He hadn't read my article on the gcaptain.com forum on bunkering access and ship design.
In a twist of irony, for unrelated reasons we started discussing one of the ships that inspired me to write that article.
This ship had her bunkering point above the bow flare of the ship, where it was right awkward to secure another vessel.
(Correction: The former photo here depicted another class of vessel)
You hate me. Why do you hate me?
As it happened, this same ship, when she was going in for one of her first drydockings, presented a similar conundrum for the shipyard. Pumping off bunkers when the pumping station is 800 feet away from the damn pump connection requires some innovation, and, I'd imagine, a whole lot of hose.
The funny thing is that our conversation started out in a discussion on the fate of the Quincy, MA-Built ships. All of us there, me, my friend, and his dad, all grew up in the shadow of the Quincy shipyard.
Funny how small the maritime community is. Admittedly, it was nice to talk shop while I was at home, too.
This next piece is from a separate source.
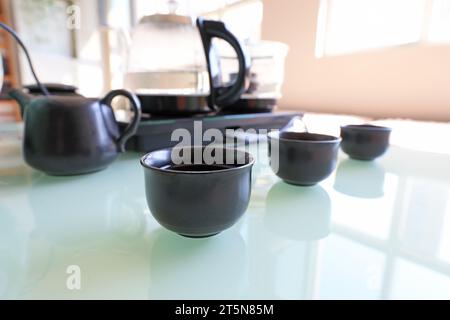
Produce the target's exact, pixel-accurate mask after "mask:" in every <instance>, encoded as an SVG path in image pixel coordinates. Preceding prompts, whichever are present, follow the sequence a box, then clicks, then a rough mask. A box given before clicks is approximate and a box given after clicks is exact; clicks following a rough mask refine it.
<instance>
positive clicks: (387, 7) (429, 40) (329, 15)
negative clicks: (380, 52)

In the case of the above ship, neither of us could come up with a reason for putting the bunker connection where they did. The ship itself is purposebuilt, and rather remarkable in capability- from the Federation of American Scientists webpage:
The MPS are organized into three squadrons, each commanded by a Navy captain. MPS Squadron One, usually located in the Atlantic Ocean or Mediterranean Sea, has four ships; MPS Squadron Two, usually located at Diego Garcia, has five ships; and MPS Squadron Three, normally in the Guam/Saipan area, has four ships.Each MPS squadron carries sufficient equipment and supplies to sustain 17,000 Marine Corps Air Ground Task Force personnel for up to 30 days.
I'm going to assume that the US Navy had a reason for putting the bunker station where they did. But it's still an assumption. It's still very possible that the location of the bunkering station was added as an afterthought, as seems to be the general practice in shipbuilding.